I’ve now lived in Paris for a week and a half, and school just started for me this Monday. In this piece, I’m going through what I was thinking of before leaving, and how my experience has corresponded with my expectations and anxieties so far.
Living and studying in Edinburgh has prepared me for being on my own in another country, and in the last two years, I’ve learned to know more people living in Paris next year. Despite the life experience, I’ve gained in the past two years, leaving my home in Finland didn’t feel much different from moving away from home for the first time.
The language barrier
When I was moving to the UK, things felt simpler in a sense. I knew the language, and I was somewhat familiar with the culture and politics of the country before going. For France, it’s different: I’ve studied the language for six years but I’m not feeling fully comfortable with it, and I don’t feel familiar with what’s going on in French public discussion. I had never been to Edinburgh or Scotland before moving, and neither have I properly visited Paris. What’s different, though, is that the metropolitan area of Paris has a population of more than 10 million, while Edinburgh has a cosy little city centre where you can walk everywhere.
Many have fallen into the Erasmus trap of only speaking English with fellow exchange students. As I’m hoping to learn French better, I’m throwing myself in the deep end a bit.
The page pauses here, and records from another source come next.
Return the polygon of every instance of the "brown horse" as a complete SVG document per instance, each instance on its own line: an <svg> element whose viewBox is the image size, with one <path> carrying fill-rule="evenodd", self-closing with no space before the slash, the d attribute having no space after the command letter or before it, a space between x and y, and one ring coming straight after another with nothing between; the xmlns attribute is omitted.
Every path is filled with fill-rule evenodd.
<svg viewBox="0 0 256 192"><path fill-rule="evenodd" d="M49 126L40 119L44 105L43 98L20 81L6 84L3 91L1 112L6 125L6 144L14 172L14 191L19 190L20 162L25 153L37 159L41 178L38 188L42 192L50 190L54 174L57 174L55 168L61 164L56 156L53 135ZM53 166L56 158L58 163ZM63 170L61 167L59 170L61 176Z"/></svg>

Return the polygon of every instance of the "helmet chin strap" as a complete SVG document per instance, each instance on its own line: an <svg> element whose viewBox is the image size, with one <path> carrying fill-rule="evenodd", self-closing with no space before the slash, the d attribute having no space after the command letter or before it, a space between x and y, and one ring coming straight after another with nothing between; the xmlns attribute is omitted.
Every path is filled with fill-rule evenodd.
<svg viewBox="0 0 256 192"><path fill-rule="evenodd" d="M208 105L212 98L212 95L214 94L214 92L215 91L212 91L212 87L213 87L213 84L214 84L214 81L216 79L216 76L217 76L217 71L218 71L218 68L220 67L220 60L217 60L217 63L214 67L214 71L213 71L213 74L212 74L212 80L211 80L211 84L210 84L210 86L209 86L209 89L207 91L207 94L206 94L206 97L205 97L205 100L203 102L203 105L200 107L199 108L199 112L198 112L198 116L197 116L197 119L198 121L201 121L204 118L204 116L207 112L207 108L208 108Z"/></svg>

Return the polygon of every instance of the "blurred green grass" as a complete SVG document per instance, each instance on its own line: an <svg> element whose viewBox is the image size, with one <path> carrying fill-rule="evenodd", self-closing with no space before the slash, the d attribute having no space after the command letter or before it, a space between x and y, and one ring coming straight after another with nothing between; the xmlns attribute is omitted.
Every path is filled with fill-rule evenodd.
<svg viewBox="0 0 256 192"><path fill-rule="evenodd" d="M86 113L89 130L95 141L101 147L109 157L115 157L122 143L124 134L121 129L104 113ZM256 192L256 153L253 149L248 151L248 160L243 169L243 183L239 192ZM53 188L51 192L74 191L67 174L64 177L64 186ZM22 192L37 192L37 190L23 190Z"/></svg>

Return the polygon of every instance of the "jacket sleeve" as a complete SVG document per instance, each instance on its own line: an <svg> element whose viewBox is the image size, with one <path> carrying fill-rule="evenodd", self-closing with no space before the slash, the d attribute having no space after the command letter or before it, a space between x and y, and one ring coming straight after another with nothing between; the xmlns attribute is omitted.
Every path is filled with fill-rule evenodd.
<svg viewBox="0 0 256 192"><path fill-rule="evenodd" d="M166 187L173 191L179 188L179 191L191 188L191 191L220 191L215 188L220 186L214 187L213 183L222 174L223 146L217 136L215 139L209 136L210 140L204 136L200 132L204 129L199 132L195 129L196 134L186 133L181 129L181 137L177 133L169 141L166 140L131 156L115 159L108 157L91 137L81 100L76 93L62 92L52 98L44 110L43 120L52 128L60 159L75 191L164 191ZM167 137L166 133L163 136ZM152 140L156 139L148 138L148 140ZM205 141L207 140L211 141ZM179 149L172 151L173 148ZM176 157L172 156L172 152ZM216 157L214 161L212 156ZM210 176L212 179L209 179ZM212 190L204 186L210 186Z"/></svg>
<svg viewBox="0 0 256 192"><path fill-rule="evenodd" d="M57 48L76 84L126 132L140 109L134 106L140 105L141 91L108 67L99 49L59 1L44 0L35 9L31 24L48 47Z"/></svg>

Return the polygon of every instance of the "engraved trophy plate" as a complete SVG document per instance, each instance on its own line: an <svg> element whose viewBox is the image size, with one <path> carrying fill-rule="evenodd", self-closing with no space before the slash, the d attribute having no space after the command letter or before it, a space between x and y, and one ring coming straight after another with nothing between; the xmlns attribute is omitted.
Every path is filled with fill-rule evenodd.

Half of my courses will be in French, which will mean French-language lectures where I’ll be struggling to catch what the lecturer is saying, especially as there are notes to write at the same time, too. I will also engage with the local Jeunes Européens (Young Europeans) group which operates in French, and where I get to meet French people not only from Paris but also from elsewhere in France.
So far things have worked out more or less. I’ve learned the basics about the Paris underground, and I get by using French. The Jeunes Européens group has invited me to be an editor on their Le Taurillon en Seine local print magazine, which will be unique language practice. In the JE social gatherings I’ve been to, I’ve been slightly awkward, but I’ve also been capable of contributing to the discussions.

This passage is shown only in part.